There's also another called "Ocean Marina Yacht Club" close by just a few more kms up the road towards Pattaya at Jomtien. See their website. Looks more of a resort type marina.


----------



## Josh1009 (Aug 26, 2015)

A web link would be great if possible. Thanks.


----------



## Josh1009 (Aug 26, 2015)

Thanks again for the info.


----------



## Xynoplas (Aug 2, 2015)

Just curious. How do you normally find facilities for your boat?

I originally visited Thailand when I was in the Navy, and all coordination was done through Sattahip. This may mean that the Thai navy steams out of there, but it's obviously a serious port.

This link came up pretty easily:
Sattahip: Marinas in Sattahip,Changwat Chon Buri,Thailand - Rental Slips and Berths in Sattahip

Fair winds and following seas!


----------



## Josh1009 (Aug 26, 2015)

Surf the net to gather info, and then take a week off to check it all out- that's the plan. Thanks for the link.


----------



## Mweiga (Sep 24, 2010)

Xynoplas said:


> Just curious. How do you normally find facilities for your boat?
> 
> I originally visited Thailand when I was in the Navy, and all coordination was done through Sattahip. This may mean that the Thai navy steams out of there, but it's obviously a serious port.
> 
> ...


Sattahip is the Thai Navy base - I live ten kms away. Much of the area is under security restrictions.

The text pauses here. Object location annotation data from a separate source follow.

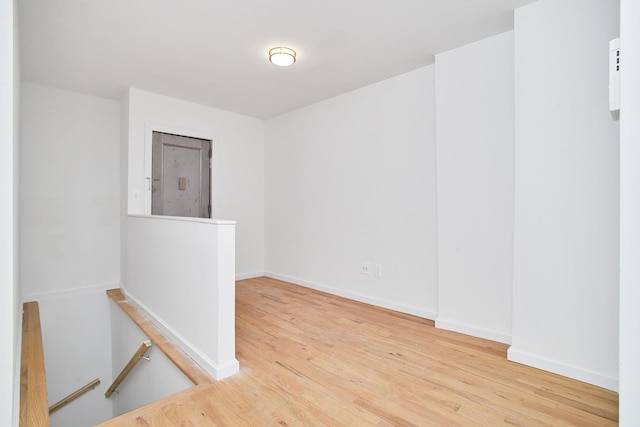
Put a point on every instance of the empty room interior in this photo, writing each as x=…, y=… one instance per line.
x=426, y=215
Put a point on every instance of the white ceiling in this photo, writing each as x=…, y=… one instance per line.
x=214, y=52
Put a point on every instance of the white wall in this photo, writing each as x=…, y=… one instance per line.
x=565, y=296
x=180, y=273
x=10, y=310
x=70, y=237
x=70, y=191
x=76, y=338
x=150, y=380
x=352, y=179
x=474, y=122
x=629, y=214
x=238, y=166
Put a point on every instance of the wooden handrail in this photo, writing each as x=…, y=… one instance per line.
x=34, y=411
x=125, y=371
x=73, y=396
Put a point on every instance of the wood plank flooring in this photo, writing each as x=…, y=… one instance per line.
x=34, y=407
x=313, y=359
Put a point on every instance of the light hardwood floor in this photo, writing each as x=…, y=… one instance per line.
x=313, y=359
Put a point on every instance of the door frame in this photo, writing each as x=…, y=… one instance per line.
x=148, y=150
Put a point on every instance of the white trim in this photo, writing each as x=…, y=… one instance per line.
x=185, y=218
x=244, y=276
x=403, y=308
x=212, y=368
x=63, y=293
x=570, y=371
x=474, y=331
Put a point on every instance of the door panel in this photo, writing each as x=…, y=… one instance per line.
x=181, y=176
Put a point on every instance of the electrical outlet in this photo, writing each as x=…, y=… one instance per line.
x=377, y=270
x=365, y=267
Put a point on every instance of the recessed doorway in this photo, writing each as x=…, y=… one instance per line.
x=180, y=175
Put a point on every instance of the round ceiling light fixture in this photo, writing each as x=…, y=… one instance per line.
x=282, y=56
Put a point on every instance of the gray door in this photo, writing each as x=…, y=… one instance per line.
x=181, y=176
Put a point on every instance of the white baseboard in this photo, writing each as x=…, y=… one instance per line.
x=574, y=372
x=379, y=302
x=244, y=276
x=63, y=293
x=218, y=372
x=474, y=331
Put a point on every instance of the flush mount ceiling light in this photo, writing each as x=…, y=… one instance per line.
x=282, y=56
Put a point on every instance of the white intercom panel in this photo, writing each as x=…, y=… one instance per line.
x=614, y=78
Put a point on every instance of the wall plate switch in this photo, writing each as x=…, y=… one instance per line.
x=377, y=270
x=365, y=267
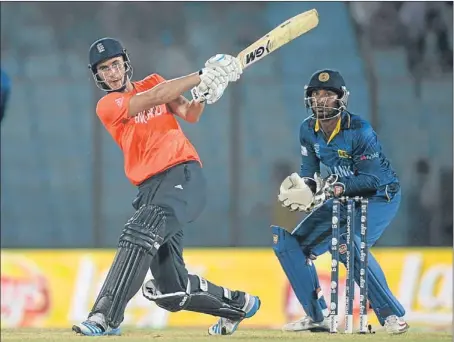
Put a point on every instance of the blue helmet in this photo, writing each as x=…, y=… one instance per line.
x=102, y=50
x=329, y=80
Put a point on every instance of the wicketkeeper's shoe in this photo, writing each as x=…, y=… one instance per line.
x=396, y=325
x=95, y=326
x=227, y=326
x=307, y=324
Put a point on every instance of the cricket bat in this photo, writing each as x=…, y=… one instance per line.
x=279, y=36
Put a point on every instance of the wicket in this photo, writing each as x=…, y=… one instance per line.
x=350, y=264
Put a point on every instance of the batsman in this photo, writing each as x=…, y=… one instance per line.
x=348, y=147
x=161, y=161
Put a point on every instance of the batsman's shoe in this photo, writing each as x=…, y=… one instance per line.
x=92, y=328
x=307, y=323
x=396, y=325
x=227, y=326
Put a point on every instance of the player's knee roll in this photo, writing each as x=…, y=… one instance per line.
x=283, y=240
x=145, y=229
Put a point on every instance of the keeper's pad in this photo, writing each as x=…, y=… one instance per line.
x=380, y=296
x=300, y=272
x=139, y=242
x=196, y=298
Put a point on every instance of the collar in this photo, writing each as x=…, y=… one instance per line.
x=342, y=123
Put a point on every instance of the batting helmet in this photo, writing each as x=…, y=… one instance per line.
x=102, y=50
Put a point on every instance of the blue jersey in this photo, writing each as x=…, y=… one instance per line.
x=353, y=152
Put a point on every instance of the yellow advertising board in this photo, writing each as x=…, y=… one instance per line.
x=55, y=288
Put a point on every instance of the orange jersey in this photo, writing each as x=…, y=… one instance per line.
x=152, y=141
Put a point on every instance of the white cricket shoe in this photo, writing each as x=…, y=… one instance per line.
x=225, y=326
x=307, y=323
x=396, y=325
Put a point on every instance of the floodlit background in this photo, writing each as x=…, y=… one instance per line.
x=62, y=182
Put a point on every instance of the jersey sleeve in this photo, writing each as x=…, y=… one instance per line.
x=113, y=108
x=310, y=164
x=366, y=164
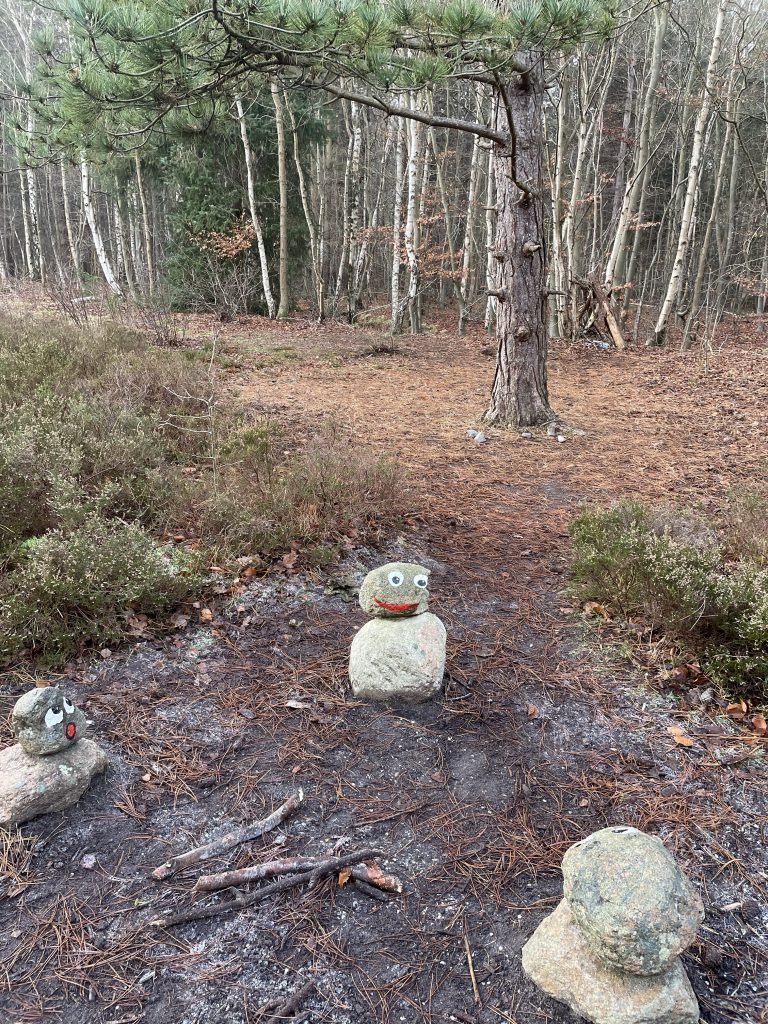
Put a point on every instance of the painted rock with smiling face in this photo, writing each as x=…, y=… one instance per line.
x=45, y=721
x=395, y=590
x=400, y=653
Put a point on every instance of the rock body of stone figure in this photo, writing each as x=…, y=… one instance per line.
x=400, y=653
x=611, y=948
x=51, y=765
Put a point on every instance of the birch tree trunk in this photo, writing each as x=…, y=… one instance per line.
x=636, y=184
x=285, y=299
x=255, y=222
x=412, y=228
x=694, y=167
x=90, y=216
x=148, y=254
x=399, y=179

Posted the link for Ocean Marina at Ban Amphur which is seventeen kms up the coast road towards Pattaya from Sattahip but this has been removed - it seems posting links is not allowed. If you Google "ocean marina ban amphur" you'll get it.


----------



## Asian Spirit (Mar 1, 2010)

Mweiga said:


> Sattahip is the Thai Navy base - I live ten kms away. Much of the area is under security restrictions.
> 
> Posted the link for Ocean Marina at Ban Amphur which is seventeen kms up the coast road towards Pattaya from Sattahip but this has been removed - it seems posting links is not allowed. If you Google "ocean marina ban amphur" you'll get it.


It's okay to post links when the information is requested. Problem was that when the link was tried several times it simply would not connect or work. That's why I removed the post/link..



Regards

Jet Lag
Moderator


----------